On March 31, the internal source code of ‘Claude Code’, an AI-powered coding assistant by Anthropic, was leaked. This means that software developers across the world could now look into how this model works and have access to 512,000 lines of its code.
The leak, Anthropic confirmed, was due to a “release packaging issue caused by human error” and not a targeted hack or security breach. When a team member ran a production build manually for the Claude Code version 2.1.88 update, the compiler accidentally published an internal file publicly, which allowed anyone who found it to download it as a zip file.
The issue was later fixed soon enough by Anthropic, but the code was already made available on GitHub, following which, at least 50,000 copies have been downloaded.
CNBC reports that the leak is a blow to the startup. Anthropic’s competitors can now get an insight into how it built its viral coding tool. No wonder that a post on X with a link to leaked code has amassed more than 21 million views since public discovery.
But even more amusing is that a new debate has taken stage: was the leak real or was it actually just an April Fool’s Day prank? Rubén Domínguez Ibar, an Angel Investor and founder of AI Corner, has posted on LinkedIn that a fake codebase was planted in a staging environment and was deliberately left unsecured. He also mentioned that 44 fictional feature flags were designed to be just believable enough, and Cambridge and LayerX cybersecurity researchers spent an entire weekend analysing these fake documents. He also attached a picture of Claude releasing a statement that says this is an April Fools’ joke; however, the source of it cannot be traced, and the speculation of it being a deliberate attempt remains unverified.

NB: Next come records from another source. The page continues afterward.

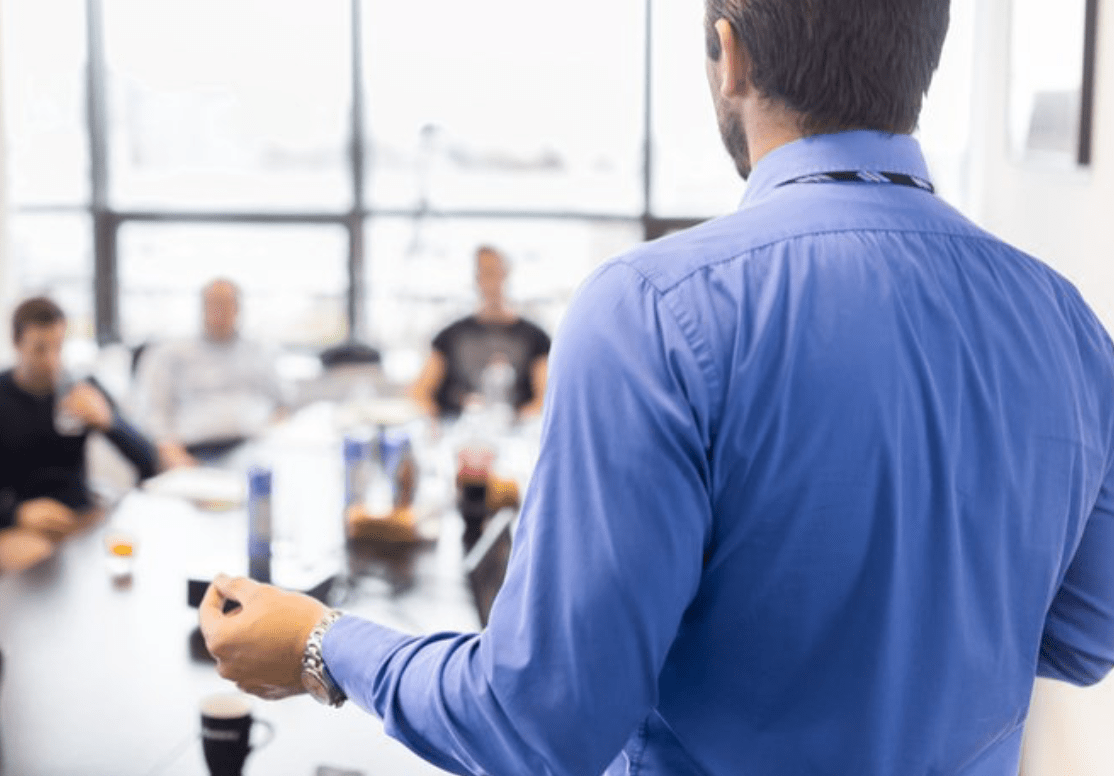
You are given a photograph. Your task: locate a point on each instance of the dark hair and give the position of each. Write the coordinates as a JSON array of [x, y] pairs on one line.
[[839, 64], [37, 311]]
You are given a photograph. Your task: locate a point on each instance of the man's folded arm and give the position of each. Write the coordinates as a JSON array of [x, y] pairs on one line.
[[1077, 645]]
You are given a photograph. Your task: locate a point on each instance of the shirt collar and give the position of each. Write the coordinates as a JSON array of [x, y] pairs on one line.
[[860, 149]]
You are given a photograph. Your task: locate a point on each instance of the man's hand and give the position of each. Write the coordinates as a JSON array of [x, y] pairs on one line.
[[259, 645], [21, 549], [90, 405], [174, 455], [48, 517]]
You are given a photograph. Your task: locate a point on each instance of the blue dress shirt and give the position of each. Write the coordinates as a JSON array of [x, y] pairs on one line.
[[823, 484]]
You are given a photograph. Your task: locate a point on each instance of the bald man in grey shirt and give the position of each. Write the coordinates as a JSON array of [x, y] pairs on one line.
[[209, 392]]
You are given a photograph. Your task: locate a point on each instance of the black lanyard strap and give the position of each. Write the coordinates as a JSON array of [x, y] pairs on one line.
[[862, 176]]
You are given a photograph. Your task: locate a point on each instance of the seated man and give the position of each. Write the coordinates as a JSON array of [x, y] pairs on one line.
[[202, 396], [44, 492], [470, 352]]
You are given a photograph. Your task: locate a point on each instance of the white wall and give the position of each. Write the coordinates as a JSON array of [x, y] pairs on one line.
[[7, 293], [1065, 217]]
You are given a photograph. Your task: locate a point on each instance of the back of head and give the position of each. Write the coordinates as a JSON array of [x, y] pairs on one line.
[[37, 311], [839, 64]]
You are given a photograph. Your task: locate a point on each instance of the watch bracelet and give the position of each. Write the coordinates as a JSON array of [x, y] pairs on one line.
[[312, 658]]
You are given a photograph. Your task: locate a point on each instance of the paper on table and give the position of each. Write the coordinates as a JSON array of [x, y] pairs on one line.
[[206, 487]]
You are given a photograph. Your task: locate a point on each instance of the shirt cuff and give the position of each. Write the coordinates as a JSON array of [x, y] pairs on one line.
[[353, 650]]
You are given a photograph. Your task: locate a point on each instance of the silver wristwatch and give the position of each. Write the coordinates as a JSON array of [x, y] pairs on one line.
[[315, 677]]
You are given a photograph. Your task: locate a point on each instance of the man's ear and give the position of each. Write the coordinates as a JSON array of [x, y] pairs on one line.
[[733, 67]]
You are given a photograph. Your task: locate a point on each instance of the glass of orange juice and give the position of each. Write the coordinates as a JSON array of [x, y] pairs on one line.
[[120, 549]]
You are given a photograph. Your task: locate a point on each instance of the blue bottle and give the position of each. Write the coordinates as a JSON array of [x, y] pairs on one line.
[[259, 524], [357, 470]]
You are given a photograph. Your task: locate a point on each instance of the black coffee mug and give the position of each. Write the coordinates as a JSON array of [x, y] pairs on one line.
[[226, 733]]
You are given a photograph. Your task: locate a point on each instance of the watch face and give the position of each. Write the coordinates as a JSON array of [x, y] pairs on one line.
[[315, 686]]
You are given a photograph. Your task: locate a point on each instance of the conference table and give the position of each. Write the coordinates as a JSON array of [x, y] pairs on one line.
[[103, 675]]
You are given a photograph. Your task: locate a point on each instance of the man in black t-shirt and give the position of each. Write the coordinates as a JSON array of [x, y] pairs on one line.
[[479, 349], [44, 493]]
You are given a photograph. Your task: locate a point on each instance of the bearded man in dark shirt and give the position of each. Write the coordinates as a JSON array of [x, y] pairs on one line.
[[44, 425]]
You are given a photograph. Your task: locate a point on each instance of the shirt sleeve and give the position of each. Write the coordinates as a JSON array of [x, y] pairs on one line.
[[132, 443], [155, 395], [1077, 645], [606, 559]]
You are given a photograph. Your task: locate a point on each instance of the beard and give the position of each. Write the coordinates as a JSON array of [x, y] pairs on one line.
[[734, 137]]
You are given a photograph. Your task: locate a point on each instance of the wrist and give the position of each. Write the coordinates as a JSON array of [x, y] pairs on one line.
[[316, 680]]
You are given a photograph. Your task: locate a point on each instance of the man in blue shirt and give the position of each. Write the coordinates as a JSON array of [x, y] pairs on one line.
[[823, 484]]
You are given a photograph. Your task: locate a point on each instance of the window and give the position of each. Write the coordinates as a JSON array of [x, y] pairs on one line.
[[292, 280], [227, 105], [519, 113]]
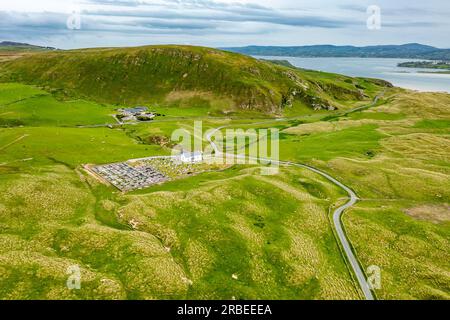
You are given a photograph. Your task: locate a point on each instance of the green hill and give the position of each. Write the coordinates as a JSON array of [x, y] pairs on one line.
[[185, 76]]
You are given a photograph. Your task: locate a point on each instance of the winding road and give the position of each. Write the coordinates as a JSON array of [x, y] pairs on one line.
[[338, 212]]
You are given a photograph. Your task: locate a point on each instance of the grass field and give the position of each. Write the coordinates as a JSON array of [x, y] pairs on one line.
[[225, 234]]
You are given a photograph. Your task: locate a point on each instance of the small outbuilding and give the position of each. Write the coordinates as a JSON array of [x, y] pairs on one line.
[[191, 157]]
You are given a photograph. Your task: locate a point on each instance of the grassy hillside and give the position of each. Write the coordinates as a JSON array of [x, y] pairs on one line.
[[221, 82]]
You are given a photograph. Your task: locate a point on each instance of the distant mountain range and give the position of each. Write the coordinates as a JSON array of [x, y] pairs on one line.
[[407, 51]]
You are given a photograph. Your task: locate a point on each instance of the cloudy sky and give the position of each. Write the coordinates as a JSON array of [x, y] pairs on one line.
[[92, 23]]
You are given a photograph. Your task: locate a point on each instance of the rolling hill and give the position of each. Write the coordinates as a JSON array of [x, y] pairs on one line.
[[409, 51], [185, 75]]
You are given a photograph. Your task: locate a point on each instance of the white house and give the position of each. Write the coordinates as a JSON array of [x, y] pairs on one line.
[[191, 157]]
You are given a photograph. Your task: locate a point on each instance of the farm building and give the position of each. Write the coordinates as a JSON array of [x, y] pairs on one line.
[[191, 157]]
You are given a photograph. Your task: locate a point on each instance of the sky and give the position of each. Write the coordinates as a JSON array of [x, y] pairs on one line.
[[68, 24]]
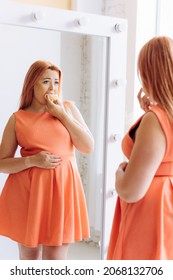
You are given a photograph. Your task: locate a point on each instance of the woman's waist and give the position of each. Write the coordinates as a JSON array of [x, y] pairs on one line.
[[60, 153]]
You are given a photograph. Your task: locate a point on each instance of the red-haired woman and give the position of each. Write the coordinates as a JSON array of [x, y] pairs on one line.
[[143, 222], [42, 205]]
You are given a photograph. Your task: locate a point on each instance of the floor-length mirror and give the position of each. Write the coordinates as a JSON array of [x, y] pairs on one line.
[[83, 61]]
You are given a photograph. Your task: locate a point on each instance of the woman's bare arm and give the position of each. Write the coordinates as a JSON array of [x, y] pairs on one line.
[[134, 179], [8, 147]]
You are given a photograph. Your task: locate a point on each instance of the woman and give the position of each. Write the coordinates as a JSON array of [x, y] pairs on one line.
[[143, 221], [42, 205]]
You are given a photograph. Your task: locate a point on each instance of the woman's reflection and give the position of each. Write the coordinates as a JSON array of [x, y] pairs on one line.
[[42, 205]]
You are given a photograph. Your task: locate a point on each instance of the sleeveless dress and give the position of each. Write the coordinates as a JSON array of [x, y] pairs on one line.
[[44, 206], [144, 230]]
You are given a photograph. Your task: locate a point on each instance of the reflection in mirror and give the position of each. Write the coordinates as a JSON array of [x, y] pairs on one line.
[[83, 62]]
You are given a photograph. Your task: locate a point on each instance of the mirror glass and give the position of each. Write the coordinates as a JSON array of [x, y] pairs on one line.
[[83, 60]]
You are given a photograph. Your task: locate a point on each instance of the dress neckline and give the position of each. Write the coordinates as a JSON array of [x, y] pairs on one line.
[[33, 112]]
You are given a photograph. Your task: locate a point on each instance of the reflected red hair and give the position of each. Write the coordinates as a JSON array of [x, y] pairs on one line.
[[155, 68], [33, 74]]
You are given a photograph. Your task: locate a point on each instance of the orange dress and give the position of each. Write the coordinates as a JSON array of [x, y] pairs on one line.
[[144, 230], [44, 206]]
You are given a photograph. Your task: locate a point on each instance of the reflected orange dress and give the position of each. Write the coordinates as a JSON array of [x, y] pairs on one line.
[[144, 230], [44, 206]]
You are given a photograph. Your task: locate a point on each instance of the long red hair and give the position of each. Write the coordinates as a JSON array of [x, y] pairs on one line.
[[155, 67], [33, 74]]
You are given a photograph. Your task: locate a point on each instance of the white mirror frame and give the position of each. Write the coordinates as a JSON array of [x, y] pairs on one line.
[[115, 29]]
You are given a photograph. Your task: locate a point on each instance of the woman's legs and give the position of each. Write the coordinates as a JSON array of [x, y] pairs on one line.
[[43, 252], [55, 252], [26, 253]]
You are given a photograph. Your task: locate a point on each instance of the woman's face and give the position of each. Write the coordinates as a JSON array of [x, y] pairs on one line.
[[48, 83]]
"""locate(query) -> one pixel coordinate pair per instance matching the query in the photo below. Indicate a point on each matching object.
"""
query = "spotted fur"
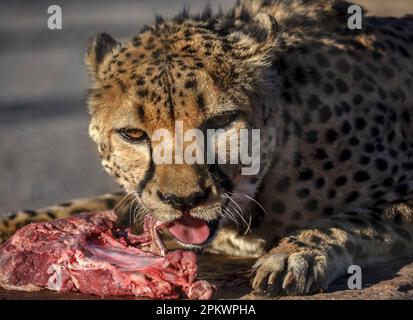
(334, 108)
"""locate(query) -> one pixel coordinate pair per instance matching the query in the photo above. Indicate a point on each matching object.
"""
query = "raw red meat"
(89, 254)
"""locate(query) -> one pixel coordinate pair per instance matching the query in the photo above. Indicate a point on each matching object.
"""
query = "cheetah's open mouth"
(193, 231)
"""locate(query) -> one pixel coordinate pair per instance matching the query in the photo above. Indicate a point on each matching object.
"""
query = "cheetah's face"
(149, 84)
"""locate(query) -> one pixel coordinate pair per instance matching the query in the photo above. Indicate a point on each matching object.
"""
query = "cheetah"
(334, 109)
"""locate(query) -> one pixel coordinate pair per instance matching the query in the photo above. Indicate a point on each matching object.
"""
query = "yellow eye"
(133, 135)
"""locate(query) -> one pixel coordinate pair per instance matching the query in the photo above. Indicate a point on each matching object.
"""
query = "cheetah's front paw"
(296, 268)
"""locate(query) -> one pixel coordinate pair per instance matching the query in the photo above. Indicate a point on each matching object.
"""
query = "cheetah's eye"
(133, 135)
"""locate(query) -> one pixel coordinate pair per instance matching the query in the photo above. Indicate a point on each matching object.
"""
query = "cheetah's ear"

However, in the continued case of this being an accidental leak, critics note the irony: A company known for intense security controls (eg, Pentagon case) has ended up shipping its own blueprints to the public through a basic configuration error that should have easily been caught in a routine code review. The leak may not sink Anthropic’s business, but it gives every competitor a free engineering education on how to build a good AI coding agent and what tools to focus on.